Die SPD Köln sei sich sicher: Das Gutachten zu Fehlern bei der Bühnensanierung bestätige die Kritikpunkte der Kölner Sozialdemokraten. Die Stadt muss für die Zukunft aus den Fehlern lernen.

Professor Klaus Schäfer, kulturpolitischer Sprecher der SPD-Fraktion, fühle sich bestätigt: „Wir werden uns das Gutachten sorgfältig anschauen. Der erste Blick aber zeigt: Wir lagen mit unserer Vermutung richtig, dass das Projekt mit einer derart fehlerhaften Planung gar nicht zu einem Erfolg geführt werden konnte. Wir haben es jetzt schwarz auf weiß: Wenn sich die Verantwortlichen nicht an den Grundsatz ‚Erst planen, dann bauen!‘ halten, gehen solche Großprojekte schief. Umso mehr müssen wir darauf achten, dass bei der Neuaufstellung der Bühnensanierung erst sorgfältig geplant und dann gebaut wird. Sorgfalt steht vor dem Druck einer früheren Wiedereröffnung! Es dürfen nicht erneut Planungsphasen zusammengestrichen und Bauarbeiten vorzeitig begonnen werden.“

Fraktionschef Martin Börschel ergänzt zum Bühnen-Gutachten: „Wir haben im Juli noch einmal eindringlich die Prüfung möglicher Alternativen zur Bühnensanierung am Offenbachplatz gefordert – zurecht, wie wir jetzt bestätigt werden. So wie das Projekt nun geführt wird, laufen die Verantwortlichen wieder in die gleiche Falle wie beim letzten Mal. Als Betriebsleiter der städtischen Gebäudewirtschaft war Bernd Streitberger damals dafür verantwortlich, dass die Planungen mangelhaft aufgesetzt und dann auch nicht eng genug begleitet wurden. Als nun verantwortlicher Betriebsleiter der Bühnen fordern wir Herrn Streitberger auf, sich an die Empfehlung der Gutachter zu halten und erst zu planen, dann zu bauen. Zentrale Fehler der Vergangenheit dürfen sich jetzt nicht wiederholen – weder am Offenbachplatz, noch an einem möglichen Alternativstandort.“

Linke Köln: „Verwaltung soll Politik alle Infos zur Verfügung stellen“

Gisela Stahlhofen, kulturpolitische Sprecherin der Linken, soll beim gestrigen Kulturausschuss nach der Prüfung des Areals der Halle Kalk gefragt haben. In einer schriftlichen Stellungnahme der Linken heißt es, dass Streitberger jegliche Prüfung für Kalk abgelehnt hätte: „Die Verwaltung muss der Politik alle gewünschten Informationen zur Verfügung stellen, damit diese ihre Kontrollfunktion ausüben kann“, so Stahlhofen schriftlich. Die Verwaltung blockiere mit ihrer Verweigerungshaltung eine weitere nachhaltige Möglichkeit auf eigenem Boden einen Eigenbetrieb zu bauen, so die Linken.
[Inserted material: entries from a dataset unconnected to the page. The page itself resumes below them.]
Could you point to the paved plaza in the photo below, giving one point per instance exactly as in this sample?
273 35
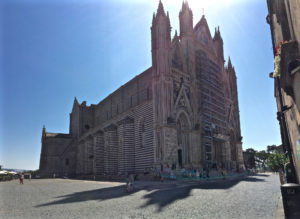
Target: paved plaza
251 197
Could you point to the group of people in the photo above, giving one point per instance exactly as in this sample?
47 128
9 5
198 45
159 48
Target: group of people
22 177
191 172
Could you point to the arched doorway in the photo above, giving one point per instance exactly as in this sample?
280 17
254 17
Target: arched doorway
183 152
232 146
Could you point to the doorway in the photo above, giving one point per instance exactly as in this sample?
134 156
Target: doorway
180 158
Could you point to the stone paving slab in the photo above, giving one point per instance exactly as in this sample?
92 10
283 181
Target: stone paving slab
251 197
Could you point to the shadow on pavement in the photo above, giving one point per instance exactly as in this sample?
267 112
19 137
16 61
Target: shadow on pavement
163 195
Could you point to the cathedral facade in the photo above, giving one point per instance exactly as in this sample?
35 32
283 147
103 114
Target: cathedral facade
183 111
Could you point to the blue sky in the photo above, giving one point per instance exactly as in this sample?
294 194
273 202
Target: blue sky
52 51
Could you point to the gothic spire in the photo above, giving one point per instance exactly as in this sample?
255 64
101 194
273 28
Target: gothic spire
160 10
44 131
229 65
76 101
185 6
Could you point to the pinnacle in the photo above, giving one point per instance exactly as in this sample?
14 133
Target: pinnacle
160 10
229 65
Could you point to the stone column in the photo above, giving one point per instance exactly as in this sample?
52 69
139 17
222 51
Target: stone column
89 155
111 150
99 153
126 146
80 158
240 159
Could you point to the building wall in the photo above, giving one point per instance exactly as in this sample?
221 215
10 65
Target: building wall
284 20
161 114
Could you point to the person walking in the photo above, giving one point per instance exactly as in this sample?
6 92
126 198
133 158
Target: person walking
22 178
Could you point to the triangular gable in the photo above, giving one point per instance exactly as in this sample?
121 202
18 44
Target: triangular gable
183 100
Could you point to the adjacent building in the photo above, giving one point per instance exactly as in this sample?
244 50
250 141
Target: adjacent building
284 20
182 111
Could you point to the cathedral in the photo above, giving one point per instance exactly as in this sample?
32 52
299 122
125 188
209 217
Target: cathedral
182 111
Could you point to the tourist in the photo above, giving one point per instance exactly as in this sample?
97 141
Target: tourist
22 178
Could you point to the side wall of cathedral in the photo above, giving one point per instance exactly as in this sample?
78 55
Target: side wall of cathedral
183 111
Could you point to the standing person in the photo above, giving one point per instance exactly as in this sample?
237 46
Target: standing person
22 178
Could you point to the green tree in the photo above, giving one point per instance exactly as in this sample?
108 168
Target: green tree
276 161
249 157
261 158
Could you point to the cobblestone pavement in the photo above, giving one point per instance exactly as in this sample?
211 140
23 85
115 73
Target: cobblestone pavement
251 197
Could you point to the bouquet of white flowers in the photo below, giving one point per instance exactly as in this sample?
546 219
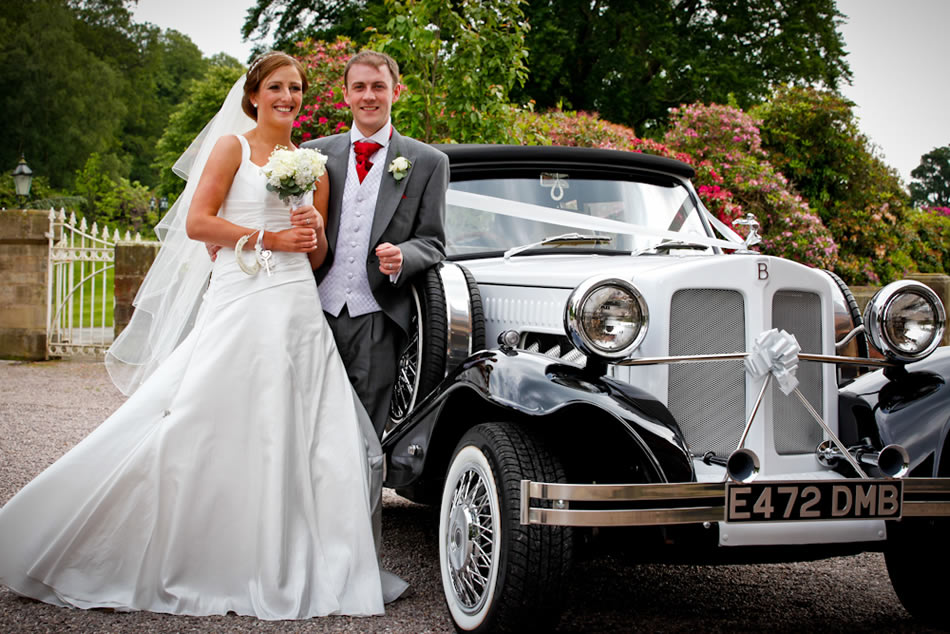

FDP Köln: „Gutachten ist lediglich eine Zusammenfassung bekannter Defizite“

Das vorgestellte Gutachten zu den Störungen des Projektes Sanierung der Bühnen Köln sei unzureichend, sagt die FDP Köln. Aufklärung zur Verantwortung für die Havarie dieses Bauprojektes werde nicht geleistet. Im Gegenteil: Die Leitungsebene und ihre Beteiligung an der Führung des Projektes werde systematisch ausgeblendet.

Das Gutachten beschränke sich auf die Erläuterung der verschiedenen Probleme in der Planungs- und Baupraxis (Planungsdefizite, Objektüberwachung u.ä.). Diese Probleme in der Durchführung seien allerdings inzwischen gut bekannt und bereits diskutiert. Insofern biete das Gutachten lediglich eine Zusammenfassung bekannter Defizite.

Die Kölner FDP-Fraktion wolle wissen, wie es passieren konnte, dass all die hier nochmals aufgezählten, gravierenden Fehlentwicklungen in der Leitungsebene nicht erkannt wurden bzw. nicht darauf reagiert wurde.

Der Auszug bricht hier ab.